Wolfgang Schäuble ist stolz auf den Gesundheitsminister: Jens Spahn – und sein Willen zur Macht
Doppelinterviews gibt Wolfgang Schäuble selten. Warum macht er für seinen Parteikollegen Spahn jetzt eine Ausnahme?
Es war kein guter Tag für Friedrich Merz, als Wolfgang Schäuble und Jens Spahn sich im Empfangssaal des Bundestagspräsidenten trafen. Zwei „Zeit“- Journalisten waren auch mit dabei, das Ergebnis ist jetzt in der Wochenzeitung nachzulesen. Das Setting wäre schon ohne Worte eine Botschaft. Doppelinterviews lässt Schäuble selten zu und wenn, handeln sie vom Leben im Rollstuhl.
Dass der Elder Statesman der CDU mitten in der Debatte über Parteivorsitz und Kanzlerkandidatur dem Co-Kandidaten Armin Laschets die Bühne bietet, kann man gar nicht anders deuten denn als Empfehlung.
Nimmt man die gesagten Worte dazu, wird zugleich eine Abkehr daraus. Schäuble gibt dem Ex-Favoriten Merz zu verstehen: Friedrich, lass' sein.
Ausdrücklich fällt so ein Satz natürlich nicht. Aber Schäuble hat die Kunst der Botschaft zwischen den Zeilen zur Perfektion gebracht, und Spahn weiß auch mit Giftpfeilen zu hantieren.

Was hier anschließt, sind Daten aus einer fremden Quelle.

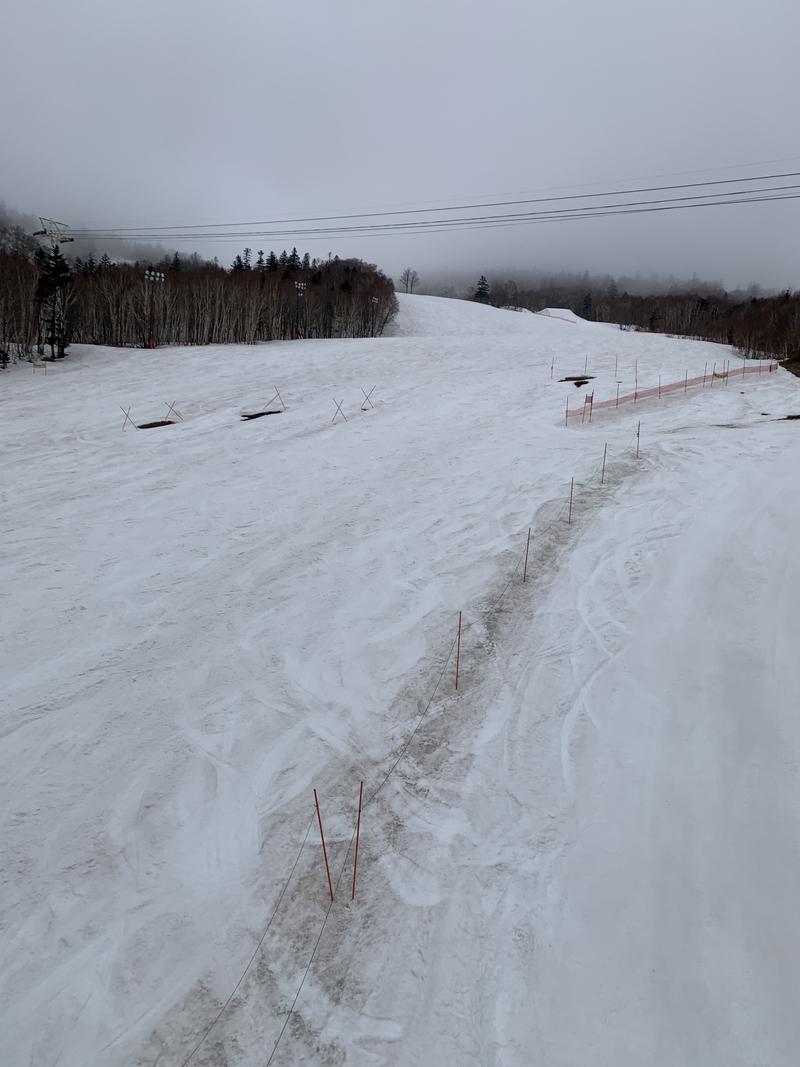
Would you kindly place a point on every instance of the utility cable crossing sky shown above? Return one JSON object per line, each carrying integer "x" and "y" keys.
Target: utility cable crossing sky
{"x": 421, "y": 220}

Klarer Kopf und Mut zum Streit
Der Alte fördert den Jungen seit langem. Er holte ihn für ein paar Lehrjahre als Staatssekretär ins Finanzministerium, als Angela Merkel dem ehrgeizigen Stürmer noch nicht als Minister sehen wollte. Wer hinhörte, konnte früh merken, wie der Bundestagspräsident in der Corona-Krise den Gesundheitsminister wieder protegierte. Schon im Interview mit dieser Zeitung im April hob er Spahns Satz im Bundestag zum Umgang mit der Krise hervor: „Wir werden uns in der nächsten Zeit noch öfter gegenseitig verzeihen müssen.“
Unglaublich klug habe er das gefunden, bekräftigt Schäuble nun: „Ich war in diesem Augenblick richtig stolz, dass er einer von uns ist.“
Nach dem Lob gerät er ins Schwärmen. Was er an dem Jungen schätze? „Klaren Kopf“, „kann gut kommunizieren und formulieren“, diskussionswillig mit Andersdenkenden, aber „schreckt auch vor Streit nicht zurück“, und, vor allem: „Er hat den Willen zur Macht.“
Spahn liefert prompt den Beweis. Früher hat er sich mit frechen Zitaten von der Kanzlerin abgegrenzt. Seit sie selbst ihren Abgang bestimmt hat, ist es nur noch eine Feststellung: „Wir müssen notwendigerweise lernen, uns nicht mehr ausschließlich über Angela Merkel zu definieren.“
Es brauche Neues: „Ich will, dass wir den Anspruch formulieren, unser Land durch die Zwanzigerjahre zu führen.“ Das erfordere einen Plan, „der über Problembeschreibungen hinausgeht“.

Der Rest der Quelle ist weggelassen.